3. The purpose of the water is to extend the baptismal washing into the inner man; a somewhat pedantic ceremony that reappears only in the Ethiopic, although the Testament applies the theory to the water in the mixed eucharistic chalice.
5. This is the earliest known formula for eucharistic administration.
7-11. What is most curious about these directions is that the sacramental wine is not distinguished in administration from the other two cups; the other versions correct this.[211] Perhaps in this ceremony there has survived something of the tradition in the earliest text of Luke 22. 19-20, where the whole emphasis is laid on the bread.
The little four-clause creed is interesting.
12. An admirable little summary of Christian duty.
13. Hippolytus (compare I. 1) refers to some earlier work or works of his own, possibly Concerning God and the Resurrection, whose title is listed on his statue.

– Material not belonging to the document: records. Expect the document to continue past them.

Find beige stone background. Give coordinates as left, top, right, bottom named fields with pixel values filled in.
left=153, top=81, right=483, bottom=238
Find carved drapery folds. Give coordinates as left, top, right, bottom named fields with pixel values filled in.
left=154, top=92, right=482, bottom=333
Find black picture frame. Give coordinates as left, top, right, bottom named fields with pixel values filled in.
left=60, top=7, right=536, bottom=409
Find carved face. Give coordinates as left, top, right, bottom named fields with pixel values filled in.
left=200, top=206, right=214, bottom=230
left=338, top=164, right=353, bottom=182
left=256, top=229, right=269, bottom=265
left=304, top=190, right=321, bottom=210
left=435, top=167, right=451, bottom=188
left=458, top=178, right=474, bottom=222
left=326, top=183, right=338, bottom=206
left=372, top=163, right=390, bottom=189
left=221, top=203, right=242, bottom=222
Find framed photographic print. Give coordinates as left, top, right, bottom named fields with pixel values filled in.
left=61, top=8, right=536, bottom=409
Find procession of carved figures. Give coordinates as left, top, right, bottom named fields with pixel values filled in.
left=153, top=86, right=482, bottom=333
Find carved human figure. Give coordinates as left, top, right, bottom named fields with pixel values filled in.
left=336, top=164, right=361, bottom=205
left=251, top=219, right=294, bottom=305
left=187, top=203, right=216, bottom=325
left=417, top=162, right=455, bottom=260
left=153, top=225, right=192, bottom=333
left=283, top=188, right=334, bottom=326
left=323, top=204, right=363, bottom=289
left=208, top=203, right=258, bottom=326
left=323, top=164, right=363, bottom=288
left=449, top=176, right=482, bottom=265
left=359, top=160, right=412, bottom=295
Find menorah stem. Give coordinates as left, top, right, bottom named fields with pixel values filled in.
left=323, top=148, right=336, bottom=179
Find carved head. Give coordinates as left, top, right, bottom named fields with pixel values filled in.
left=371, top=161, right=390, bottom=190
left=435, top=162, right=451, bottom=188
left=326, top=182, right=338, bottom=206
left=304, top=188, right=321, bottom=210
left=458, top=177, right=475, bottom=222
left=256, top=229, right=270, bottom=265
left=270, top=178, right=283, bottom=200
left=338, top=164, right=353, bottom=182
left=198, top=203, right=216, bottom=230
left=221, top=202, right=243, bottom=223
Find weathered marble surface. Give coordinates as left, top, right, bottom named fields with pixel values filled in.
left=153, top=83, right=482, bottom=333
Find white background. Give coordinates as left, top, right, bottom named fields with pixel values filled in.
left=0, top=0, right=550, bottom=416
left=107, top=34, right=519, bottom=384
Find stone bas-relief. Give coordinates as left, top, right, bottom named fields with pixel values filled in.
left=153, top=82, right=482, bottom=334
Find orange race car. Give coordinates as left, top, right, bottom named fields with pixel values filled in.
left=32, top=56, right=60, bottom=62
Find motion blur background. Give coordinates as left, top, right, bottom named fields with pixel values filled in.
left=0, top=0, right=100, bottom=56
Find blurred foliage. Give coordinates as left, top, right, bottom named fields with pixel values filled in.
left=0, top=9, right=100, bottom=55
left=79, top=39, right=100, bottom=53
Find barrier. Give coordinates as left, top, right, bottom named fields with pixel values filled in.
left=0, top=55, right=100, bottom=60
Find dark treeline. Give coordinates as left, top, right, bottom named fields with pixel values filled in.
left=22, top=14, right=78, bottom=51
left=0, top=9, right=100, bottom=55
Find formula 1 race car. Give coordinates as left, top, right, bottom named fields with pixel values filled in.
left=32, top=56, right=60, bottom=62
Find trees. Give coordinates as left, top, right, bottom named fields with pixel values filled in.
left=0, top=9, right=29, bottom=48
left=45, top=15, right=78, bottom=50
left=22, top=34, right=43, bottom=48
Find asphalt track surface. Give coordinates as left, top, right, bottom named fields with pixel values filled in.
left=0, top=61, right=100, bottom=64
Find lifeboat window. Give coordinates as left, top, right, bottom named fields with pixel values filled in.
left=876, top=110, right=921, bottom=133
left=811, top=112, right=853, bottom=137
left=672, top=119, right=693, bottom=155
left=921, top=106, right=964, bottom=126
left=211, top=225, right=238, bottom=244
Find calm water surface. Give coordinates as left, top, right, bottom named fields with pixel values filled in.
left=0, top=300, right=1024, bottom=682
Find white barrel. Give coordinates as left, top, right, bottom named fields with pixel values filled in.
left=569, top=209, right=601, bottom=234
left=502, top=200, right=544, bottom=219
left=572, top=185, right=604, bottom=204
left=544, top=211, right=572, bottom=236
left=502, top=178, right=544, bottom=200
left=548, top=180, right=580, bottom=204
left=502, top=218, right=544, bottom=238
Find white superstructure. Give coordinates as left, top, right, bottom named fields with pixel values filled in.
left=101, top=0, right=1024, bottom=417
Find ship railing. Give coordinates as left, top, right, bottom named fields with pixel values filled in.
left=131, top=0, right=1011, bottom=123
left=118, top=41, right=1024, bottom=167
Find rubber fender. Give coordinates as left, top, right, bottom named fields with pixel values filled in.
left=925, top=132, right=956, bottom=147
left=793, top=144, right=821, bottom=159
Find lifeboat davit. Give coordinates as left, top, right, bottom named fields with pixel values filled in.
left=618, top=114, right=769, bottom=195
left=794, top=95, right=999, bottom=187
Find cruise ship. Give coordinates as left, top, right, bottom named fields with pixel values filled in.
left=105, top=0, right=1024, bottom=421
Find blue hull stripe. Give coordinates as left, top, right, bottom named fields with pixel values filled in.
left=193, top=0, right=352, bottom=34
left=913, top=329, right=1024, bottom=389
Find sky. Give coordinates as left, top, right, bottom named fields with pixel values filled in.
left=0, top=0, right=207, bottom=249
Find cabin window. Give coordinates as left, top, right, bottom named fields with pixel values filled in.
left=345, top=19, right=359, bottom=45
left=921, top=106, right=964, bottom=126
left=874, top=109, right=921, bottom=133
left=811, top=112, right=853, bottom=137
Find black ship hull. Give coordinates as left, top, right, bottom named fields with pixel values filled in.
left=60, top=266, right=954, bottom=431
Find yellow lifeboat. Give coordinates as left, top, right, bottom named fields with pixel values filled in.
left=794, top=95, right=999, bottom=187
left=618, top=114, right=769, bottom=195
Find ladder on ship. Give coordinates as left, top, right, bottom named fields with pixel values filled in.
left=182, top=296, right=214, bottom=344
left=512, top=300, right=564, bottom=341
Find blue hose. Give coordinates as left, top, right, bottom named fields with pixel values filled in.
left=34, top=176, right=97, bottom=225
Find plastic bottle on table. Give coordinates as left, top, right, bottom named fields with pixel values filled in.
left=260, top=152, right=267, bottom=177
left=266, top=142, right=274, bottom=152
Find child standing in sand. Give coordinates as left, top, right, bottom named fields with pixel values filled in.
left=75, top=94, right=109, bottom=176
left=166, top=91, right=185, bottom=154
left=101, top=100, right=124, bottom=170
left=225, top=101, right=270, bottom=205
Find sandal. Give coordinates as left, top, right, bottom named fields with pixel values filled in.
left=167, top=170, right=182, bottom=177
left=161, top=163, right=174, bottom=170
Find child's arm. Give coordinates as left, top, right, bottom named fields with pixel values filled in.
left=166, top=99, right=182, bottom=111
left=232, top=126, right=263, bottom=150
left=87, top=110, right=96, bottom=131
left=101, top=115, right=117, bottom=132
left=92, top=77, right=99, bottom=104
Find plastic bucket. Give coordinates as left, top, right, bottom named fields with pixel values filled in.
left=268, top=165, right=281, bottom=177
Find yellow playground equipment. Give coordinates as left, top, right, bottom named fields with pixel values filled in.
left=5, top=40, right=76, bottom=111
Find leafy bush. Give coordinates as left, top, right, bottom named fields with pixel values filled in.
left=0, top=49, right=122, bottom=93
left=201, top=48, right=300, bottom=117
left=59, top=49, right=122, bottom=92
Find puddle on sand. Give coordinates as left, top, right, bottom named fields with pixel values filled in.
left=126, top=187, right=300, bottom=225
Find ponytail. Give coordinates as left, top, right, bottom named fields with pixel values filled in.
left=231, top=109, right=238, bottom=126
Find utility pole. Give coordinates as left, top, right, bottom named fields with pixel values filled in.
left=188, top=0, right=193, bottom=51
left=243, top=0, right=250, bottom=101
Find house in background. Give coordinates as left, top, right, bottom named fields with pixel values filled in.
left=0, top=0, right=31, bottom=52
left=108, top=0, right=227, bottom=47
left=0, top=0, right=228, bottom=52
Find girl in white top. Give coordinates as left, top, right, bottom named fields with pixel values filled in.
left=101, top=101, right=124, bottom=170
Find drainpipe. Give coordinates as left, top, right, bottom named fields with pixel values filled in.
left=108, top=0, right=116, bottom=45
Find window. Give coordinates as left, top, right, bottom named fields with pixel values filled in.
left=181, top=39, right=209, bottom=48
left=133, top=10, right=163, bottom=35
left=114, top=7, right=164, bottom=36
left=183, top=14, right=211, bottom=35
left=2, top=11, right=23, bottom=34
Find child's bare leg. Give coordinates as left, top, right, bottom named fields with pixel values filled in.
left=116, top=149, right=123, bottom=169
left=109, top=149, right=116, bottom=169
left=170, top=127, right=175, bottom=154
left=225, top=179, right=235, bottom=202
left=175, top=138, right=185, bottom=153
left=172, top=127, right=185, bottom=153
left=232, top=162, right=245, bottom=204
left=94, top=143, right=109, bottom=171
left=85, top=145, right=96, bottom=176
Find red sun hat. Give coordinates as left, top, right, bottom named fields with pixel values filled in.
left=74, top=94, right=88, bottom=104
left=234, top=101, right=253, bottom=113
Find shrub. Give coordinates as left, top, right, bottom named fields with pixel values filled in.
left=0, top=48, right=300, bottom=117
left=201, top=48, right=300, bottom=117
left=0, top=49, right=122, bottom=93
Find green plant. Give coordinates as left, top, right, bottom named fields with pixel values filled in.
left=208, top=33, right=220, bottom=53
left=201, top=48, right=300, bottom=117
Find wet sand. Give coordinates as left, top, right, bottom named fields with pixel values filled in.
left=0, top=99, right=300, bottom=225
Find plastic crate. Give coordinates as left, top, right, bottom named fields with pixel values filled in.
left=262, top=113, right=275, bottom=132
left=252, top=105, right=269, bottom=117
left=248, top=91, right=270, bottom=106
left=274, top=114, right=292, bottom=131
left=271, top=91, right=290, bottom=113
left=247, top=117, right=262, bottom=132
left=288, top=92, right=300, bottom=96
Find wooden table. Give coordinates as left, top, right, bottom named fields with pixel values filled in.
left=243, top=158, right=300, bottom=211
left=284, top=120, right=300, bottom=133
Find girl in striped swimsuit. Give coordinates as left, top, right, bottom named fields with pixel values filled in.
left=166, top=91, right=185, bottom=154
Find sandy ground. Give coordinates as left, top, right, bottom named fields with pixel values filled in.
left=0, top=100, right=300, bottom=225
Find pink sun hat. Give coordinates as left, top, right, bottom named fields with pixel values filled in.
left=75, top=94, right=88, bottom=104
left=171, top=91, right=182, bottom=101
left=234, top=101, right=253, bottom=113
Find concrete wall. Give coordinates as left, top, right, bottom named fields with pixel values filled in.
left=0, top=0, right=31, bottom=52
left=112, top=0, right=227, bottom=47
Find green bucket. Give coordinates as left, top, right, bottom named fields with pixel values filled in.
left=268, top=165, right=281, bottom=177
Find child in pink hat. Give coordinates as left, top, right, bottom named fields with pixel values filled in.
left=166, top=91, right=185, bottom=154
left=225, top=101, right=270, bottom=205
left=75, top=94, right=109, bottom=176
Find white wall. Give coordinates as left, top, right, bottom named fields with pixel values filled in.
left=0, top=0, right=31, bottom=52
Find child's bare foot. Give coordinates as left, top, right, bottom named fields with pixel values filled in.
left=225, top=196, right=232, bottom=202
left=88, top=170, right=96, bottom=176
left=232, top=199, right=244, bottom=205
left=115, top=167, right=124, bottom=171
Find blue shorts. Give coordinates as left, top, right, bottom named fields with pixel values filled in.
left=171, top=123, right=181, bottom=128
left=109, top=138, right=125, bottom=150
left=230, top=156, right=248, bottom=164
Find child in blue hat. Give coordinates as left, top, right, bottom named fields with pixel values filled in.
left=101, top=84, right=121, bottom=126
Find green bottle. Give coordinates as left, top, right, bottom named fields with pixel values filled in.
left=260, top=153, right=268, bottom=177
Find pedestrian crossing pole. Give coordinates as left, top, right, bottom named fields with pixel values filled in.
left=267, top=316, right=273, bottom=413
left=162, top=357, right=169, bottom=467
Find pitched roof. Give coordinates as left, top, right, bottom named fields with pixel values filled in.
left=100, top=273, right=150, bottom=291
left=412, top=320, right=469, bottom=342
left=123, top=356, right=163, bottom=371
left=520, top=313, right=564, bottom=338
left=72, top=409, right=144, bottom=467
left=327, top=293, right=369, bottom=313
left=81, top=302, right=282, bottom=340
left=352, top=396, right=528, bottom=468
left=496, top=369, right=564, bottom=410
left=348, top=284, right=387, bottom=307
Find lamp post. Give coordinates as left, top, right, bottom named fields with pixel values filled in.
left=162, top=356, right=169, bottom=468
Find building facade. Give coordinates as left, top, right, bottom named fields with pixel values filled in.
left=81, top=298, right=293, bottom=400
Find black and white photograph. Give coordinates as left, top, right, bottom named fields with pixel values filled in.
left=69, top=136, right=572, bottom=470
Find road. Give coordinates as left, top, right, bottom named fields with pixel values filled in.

14. By the “white stone” (Revelation 2. 17) evidently something very concrete is implied. This cannot be any part of the creed, which is recited while baptism is in progress, and so the Testament’s explanation of the secret as the doctrine of the resurrection[212] is excluded. The only other possibility would appear to be the Lord’s Prayer, on which Hippolytus is strangely silent. Christians of this age regarded the Prayer as having an almost magical efficacy. It was, moreover, allowed to none but the baptized and was first uttered by Christians immediately after their baptism,[213] a custom which in the light of Romans 8. 15 and Galatians 4. 6 may actually go back to apostolic times.
PART III
Church Laws
[25]. Fasting is here conceived to intensify prayer’s efficacy. The widows and virgins were especially dedicated to the work of intercession.
The other versions have “pray in the church”, but the Greek gives a more primitive impression.